Why are we in a drought?
Precipitation over the western Piedmont has been below normal since, well, last fall. So why hasn’t this part of the state been in a drought before now? Several times during winter and spring, drought seemed on the horizon, but the impact of less precipitation never quite reached the threshold of drought before a storm system would move across the state and allay any concerns about dryness. Recently, however, this has changed.
For the past month, many sites across the state have received an inch or more below what they would normally expect for this same time of year. And in the western Piedmont, several sites are 2 inches or more below their usual for the past month. Combine this with recent heat, and it’s no surprise we’re starting to see impacts. In fact, the two-week period ending June 23 is the warmest on record for many sites across the state, with sites seeing mean temperatures as much as 7 degrees above normal for this period!
So what’s been causing these dry, hot conditions?
For the past few weeks, NC has been underneath several high pressure systems, which tend to suppress convection (think evening thunderstorms) while driving in hot air from the west or southwest. The warmer temperatures also mean more water is evaporated, and when there isn’t a lot falling in the first place, that leads to drought impacts.
Streamflow, groundwater, soil moisture levels, agricultural reports, condition-monitoring reports from CoCoRaHS, and numerous other drought indices and indicators are all suggesting drought is present in this part of the state, with abnormal dryness present elsewhere. This convergence of evidence has led to the designation of drought in the western Piedmont.
When will this end?
Unfortunately, we don’t know. Many factors determine what happens with the weather on a day-to-day basis, so predicting exactly how much rain will fall over the next few months or seasons is next to impossible. Some good news is that we’re only seeing moderate drought conditions instead of severe or extreme ones, so less precipitation is needed to alleviate those conditions. That said, we’ll still need to see normal to above normal precipitation for improvements to occur.
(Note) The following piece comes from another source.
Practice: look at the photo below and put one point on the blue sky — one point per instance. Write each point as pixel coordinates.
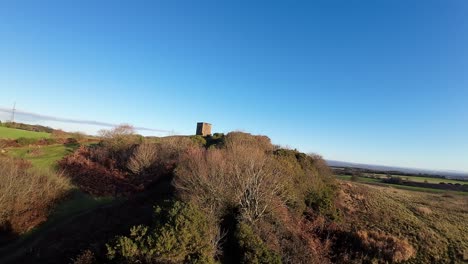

You may also be wondering about the El Niño in the Pacific and whether it will have an influence on our weather over the next couple of months. Since much of our summertime rainfall is driven by small-scale storms (those afternoon showers) rather than large-scale frontal systems, El Niño’s influence on our rainfall this time of year is small. However, it is known to suppress tropical activity due to increased wind shear over the Atlantic and Caribbean. Given that North Carolina often receives rainfall from tropical systems at least once a year (and typically in the late summer to early fall), this could mean fewer storms make it up the coast to deliver drought-alleviating rains. Of course, storms can still form, and all it takes is one storm to make a huge impact. In case you missed it, we have a recent blog post summarizing El Niño and it’s potential impacts in NC this summer.
The next week or so is predicted to be a bit on the cooler and wetter side for NC, but we don’t know how long this pattern will last. The CPC seasonal outlook for July through September is calling for a higher probability of below-normal precipitation and above-normal temperatures.
What should I do?
Whether you’re in the area of drought or not, it’s good to stay informed about the current conditions. It’s also important for everyone to know where their water comes from and their sensitivity to drought. If your water comes from a deep well, you may not be as sensitive. If it comes from a local municipality, you should pay attention to local water use plans and restrictions.
Keep in mind too that drought is a natural part of North Carolina’s climate. Just as we’ve experienced droughts and wet spells in the past, so too can we expect to experience them again in the future. We’re all in this together, so take a deep breath, relax, and maybe wait to water your plants until sunset.